6

Whenever I copy formatted text from a PDF file which is formatted to have line breaks (or carriage returns), I need to find a way to remove these line breaks without removing the paragraph format.

To do this I need to use RegEx (Regular expressions) to only remove the line breaks which aren't preceded by a period.

So for example, if a string of text has a line break right after a period, that is obviously almost always a legitimate line break which will start a new paragraph. If a string of text has a line break mid-word or after a word with no period, it's simply part of the bad formatting I need to get rid of.

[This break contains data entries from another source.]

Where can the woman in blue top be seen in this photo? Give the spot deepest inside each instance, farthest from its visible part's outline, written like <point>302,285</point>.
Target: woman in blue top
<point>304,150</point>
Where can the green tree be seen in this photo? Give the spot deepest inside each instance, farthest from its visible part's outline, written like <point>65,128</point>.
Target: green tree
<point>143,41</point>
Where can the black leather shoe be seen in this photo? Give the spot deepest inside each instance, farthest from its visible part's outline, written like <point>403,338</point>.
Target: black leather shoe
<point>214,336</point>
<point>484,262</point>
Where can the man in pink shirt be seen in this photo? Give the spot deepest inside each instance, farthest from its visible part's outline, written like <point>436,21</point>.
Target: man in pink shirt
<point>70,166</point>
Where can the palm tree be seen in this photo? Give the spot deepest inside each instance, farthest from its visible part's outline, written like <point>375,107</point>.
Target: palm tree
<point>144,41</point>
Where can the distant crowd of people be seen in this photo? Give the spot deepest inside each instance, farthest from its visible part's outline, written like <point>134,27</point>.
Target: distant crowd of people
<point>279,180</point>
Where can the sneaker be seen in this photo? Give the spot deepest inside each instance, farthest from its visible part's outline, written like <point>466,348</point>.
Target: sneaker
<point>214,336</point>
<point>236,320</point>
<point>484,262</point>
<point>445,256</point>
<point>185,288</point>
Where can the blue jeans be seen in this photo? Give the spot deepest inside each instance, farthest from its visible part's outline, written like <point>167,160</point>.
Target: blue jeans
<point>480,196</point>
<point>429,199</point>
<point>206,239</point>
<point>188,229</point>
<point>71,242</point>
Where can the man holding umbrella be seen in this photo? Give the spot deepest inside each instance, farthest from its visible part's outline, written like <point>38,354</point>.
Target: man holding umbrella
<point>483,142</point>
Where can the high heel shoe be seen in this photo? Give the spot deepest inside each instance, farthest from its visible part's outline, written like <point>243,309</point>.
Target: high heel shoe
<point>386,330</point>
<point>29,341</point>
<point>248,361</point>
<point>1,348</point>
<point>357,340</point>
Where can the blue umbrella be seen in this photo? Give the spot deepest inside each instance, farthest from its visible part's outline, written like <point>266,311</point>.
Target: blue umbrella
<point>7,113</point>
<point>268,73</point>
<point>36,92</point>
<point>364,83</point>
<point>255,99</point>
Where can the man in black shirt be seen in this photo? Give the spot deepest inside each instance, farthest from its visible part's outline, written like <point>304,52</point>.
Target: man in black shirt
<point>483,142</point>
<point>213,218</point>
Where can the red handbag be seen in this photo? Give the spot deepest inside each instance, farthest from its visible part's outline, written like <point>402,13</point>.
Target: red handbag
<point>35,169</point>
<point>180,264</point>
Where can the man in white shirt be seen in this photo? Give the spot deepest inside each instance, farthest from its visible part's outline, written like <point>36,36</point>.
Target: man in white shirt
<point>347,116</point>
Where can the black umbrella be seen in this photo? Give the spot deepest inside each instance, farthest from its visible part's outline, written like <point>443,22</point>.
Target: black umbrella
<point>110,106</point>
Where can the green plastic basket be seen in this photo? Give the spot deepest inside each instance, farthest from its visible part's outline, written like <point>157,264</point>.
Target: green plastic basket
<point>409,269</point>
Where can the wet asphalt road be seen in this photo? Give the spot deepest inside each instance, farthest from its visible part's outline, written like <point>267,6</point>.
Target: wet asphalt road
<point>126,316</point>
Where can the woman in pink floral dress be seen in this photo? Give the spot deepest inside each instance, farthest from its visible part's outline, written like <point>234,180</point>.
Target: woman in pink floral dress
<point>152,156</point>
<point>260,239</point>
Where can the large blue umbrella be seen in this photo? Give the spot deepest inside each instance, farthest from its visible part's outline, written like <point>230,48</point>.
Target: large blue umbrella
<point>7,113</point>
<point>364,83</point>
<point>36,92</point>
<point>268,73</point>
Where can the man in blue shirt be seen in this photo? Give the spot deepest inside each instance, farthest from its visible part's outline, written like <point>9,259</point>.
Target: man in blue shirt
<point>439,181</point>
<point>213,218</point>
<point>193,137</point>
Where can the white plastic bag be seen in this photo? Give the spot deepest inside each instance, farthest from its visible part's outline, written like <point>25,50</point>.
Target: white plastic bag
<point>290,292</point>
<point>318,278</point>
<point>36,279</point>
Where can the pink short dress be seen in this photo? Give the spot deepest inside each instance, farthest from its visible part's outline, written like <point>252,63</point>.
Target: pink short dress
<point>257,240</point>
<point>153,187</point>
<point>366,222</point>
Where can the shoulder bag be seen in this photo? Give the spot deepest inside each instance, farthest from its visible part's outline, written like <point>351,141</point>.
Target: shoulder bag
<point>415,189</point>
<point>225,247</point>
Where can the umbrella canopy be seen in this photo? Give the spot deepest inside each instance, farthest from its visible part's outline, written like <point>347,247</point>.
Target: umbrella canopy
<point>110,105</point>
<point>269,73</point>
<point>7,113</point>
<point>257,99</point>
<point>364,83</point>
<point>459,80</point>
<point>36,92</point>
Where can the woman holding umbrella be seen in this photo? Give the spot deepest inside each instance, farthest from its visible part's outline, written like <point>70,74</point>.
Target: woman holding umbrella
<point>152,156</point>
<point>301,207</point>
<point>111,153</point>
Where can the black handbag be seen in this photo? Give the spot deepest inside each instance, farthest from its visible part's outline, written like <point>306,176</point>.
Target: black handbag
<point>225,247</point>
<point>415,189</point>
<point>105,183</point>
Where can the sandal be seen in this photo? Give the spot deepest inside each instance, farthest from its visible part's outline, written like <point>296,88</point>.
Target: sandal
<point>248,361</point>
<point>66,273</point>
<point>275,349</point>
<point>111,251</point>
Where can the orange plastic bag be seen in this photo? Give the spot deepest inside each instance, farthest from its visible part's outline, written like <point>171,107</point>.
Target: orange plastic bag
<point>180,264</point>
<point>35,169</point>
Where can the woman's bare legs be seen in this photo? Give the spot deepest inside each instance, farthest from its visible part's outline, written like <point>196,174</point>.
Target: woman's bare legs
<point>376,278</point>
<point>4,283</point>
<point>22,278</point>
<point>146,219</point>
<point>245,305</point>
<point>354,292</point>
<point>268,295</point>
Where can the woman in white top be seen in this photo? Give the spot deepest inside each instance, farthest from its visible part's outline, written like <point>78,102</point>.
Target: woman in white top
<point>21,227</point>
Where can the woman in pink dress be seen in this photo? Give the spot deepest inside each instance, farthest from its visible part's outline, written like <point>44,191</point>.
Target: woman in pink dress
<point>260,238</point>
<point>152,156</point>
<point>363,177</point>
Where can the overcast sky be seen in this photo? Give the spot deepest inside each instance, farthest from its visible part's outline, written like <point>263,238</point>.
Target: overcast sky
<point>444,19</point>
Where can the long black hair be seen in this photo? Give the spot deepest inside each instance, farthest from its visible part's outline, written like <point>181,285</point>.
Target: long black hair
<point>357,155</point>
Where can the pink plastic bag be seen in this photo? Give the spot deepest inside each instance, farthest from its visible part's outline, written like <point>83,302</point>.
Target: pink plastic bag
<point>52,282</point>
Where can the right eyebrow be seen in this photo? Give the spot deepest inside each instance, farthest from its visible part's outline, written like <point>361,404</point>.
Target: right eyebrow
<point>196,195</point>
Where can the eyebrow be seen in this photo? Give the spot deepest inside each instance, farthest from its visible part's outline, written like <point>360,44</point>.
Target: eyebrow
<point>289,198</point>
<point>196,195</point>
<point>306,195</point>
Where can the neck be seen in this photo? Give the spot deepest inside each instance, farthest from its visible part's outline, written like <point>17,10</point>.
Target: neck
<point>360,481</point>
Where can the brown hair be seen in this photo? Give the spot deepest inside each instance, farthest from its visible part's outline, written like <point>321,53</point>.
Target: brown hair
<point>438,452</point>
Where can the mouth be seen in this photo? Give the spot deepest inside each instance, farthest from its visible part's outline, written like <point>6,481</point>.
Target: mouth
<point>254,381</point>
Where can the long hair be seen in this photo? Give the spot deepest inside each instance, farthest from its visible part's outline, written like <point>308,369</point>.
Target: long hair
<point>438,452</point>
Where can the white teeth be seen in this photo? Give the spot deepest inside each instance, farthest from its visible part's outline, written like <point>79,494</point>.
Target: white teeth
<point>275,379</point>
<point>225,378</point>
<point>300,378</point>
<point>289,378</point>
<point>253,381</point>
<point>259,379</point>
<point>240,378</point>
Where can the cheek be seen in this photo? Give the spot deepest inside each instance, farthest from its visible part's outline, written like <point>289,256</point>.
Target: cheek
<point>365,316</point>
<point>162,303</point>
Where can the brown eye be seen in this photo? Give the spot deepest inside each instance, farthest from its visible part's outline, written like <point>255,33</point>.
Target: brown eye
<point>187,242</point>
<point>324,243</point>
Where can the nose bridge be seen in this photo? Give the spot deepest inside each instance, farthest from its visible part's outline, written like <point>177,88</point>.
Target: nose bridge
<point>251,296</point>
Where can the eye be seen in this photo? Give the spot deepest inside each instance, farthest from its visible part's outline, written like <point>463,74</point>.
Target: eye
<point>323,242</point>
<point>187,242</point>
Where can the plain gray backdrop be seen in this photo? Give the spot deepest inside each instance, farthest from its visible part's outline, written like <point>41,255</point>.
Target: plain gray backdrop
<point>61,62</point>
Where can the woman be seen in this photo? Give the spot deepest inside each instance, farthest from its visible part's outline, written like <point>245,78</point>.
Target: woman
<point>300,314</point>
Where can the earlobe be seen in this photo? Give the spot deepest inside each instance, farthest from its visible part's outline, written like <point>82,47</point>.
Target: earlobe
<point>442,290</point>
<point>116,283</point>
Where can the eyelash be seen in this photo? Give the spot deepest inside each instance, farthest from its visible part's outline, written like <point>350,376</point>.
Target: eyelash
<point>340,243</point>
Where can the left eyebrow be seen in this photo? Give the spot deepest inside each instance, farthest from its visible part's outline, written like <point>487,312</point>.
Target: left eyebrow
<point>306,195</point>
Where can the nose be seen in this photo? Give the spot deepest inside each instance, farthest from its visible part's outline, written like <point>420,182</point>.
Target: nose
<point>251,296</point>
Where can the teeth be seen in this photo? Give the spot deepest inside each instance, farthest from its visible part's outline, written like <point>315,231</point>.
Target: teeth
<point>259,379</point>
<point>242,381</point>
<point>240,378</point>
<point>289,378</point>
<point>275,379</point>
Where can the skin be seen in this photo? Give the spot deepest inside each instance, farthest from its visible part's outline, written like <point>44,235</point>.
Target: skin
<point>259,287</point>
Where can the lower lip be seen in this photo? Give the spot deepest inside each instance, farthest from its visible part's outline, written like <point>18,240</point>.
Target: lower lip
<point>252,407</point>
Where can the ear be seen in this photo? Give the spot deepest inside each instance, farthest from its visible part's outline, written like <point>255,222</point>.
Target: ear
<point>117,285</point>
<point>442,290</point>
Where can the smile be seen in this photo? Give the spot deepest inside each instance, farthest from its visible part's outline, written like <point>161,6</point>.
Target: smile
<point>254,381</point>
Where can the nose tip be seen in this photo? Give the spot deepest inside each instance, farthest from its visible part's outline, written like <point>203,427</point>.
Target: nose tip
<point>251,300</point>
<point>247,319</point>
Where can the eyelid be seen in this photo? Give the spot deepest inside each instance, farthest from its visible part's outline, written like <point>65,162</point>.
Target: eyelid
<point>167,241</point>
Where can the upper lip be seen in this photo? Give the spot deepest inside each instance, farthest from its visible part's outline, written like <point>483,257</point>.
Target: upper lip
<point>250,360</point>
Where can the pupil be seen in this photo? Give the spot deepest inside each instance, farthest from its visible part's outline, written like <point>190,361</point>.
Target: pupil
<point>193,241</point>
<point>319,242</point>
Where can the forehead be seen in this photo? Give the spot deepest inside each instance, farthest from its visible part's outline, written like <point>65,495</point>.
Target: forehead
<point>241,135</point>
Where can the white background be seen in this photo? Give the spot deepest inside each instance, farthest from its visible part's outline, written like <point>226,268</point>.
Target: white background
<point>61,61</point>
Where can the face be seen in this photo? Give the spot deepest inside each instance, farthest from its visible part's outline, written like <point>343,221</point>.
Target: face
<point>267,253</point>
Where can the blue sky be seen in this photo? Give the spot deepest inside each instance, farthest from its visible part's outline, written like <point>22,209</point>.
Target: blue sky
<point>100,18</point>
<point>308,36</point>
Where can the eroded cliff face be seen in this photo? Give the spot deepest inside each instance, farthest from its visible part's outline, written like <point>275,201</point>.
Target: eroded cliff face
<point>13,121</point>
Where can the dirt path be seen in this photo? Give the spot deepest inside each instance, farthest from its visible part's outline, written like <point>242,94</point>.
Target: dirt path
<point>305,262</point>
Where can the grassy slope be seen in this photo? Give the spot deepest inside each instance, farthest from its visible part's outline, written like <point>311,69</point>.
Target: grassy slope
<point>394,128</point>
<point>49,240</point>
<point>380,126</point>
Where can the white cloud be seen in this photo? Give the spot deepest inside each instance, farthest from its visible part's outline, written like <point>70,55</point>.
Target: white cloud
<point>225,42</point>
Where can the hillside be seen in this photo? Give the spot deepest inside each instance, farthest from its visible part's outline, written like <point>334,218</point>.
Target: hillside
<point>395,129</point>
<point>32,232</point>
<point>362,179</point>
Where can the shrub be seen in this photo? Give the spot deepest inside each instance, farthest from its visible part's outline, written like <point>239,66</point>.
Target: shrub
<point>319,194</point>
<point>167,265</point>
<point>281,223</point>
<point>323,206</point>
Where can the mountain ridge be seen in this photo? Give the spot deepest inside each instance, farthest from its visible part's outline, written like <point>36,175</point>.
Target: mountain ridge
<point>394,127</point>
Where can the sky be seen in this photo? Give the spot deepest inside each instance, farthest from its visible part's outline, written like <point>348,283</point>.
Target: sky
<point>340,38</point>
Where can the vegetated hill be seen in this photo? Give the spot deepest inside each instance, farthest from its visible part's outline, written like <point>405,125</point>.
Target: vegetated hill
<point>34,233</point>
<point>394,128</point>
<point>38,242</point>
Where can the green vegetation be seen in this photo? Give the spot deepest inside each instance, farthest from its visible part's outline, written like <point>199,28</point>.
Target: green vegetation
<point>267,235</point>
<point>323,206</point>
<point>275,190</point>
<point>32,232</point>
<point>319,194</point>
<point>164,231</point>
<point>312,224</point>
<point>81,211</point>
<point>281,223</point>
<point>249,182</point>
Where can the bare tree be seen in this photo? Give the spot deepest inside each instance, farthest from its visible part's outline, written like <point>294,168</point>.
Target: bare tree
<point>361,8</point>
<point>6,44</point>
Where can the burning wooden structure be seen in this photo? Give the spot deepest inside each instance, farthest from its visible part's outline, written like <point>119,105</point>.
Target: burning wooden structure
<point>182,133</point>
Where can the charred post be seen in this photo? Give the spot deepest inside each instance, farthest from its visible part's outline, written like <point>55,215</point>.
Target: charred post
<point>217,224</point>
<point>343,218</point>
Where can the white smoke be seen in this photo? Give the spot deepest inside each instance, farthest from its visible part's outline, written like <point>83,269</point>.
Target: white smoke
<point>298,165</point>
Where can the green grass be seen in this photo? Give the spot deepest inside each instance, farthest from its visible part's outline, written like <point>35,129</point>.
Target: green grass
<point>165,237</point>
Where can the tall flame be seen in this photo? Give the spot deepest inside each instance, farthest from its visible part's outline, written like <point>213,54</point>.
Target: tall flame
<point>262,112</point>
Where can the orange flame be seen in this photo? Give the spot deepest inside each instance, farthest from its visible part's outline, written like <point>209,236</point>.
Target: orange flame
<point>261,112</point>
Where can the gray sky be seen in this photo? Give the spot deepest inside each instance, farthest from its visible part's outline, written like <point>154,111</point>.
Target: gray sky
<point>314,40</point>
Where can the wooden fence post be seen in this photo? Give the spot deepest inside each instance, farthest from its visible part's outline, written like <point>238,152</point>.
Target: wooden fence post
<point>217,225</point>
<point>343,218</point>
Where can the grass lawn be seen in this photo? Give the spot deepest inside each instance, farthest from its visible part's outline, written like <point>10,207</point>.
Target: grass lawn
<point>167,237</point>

My problem is that I don't know how to use RegEx to make it only remove the ^p tags in word or CRLF or line breaks in any format under the conditions that it omits ones following a period.

4 Answers4

3

Solution for MS Word:

  1. Open Find & Replace (Ctrl+H) and check the "Use wildcards" option. If you don't see the "Use wildcards" option, click "More".
  2. Copy the following into the "Find What" box: ([!.])^0013
  3. Copy the following into the "Replace What" box: \1
  4. Click "Replace All"

Explanation:

  • [!.] means "find every symbol except dot"
  • ^0013 is a paragraph mark, so in the "Find What" we will find every non-dot symbol followed by a paragraph mark
  • Parentheses mean that we will place that non-dot symbol in memory to use later
  • \1 replaces our memorized symbol at the location where we find it

Note that the ^0013 is not inside the parentheses, so the final text would be without paragraph marks.

Indrek
  • 24,874
0

A much easier way to create/modify an address block before cutting and pasting it into an email or other document is to declare a 3/4 row table and type the address data into each row. Then get rid of the lines.

bummi
  • 1,725
  • 4
  • 16
  • 28
Keawe
  • 1
0

In Word try to find and replace the manual line break ^l with the paragraph mark ^p.

Indrek
  • 24,874
hsawires
  • 636
0

Because sentences can end in more punctuation than a period I’ve updated hsawires’ answer to:

  1. Find every symbol except dot, question mark, exclamation point, close quote or colon.
  2. Additionally, in some cases you’ll want to add a space after \1 in the “Replace What” box to keep from combining the last word on one line with the first word on the next line.

Solution for MS Word:

  1. Open Find & Replace (Ctrl+H) and check the “Use wildcards” option.
  2. If you don’t see the “Use wildcards” option, click “More.”
  3. Copy the following into the “Find What” box: ([!.\?\!"':])^0013
  4. Copy the following into the “Replace What” box: \1
  5. Click “Replace All.”

Explanation:

[!.\?\!"':] means “find every symbol except dot, question mark, exclamation point, close quote or colon.” - ^0013 is a paragraph mark, so in the “Find What” we will find every non-dot symbol followed by a paragraph mark. - Parentheses mean that we will place that non-dot symbol in memory to use later. - \1 replaces our memorized symbol at the location where we find it.

Note that the ^0013 is not inside the parentheses, so the final text would be without paragraph marks.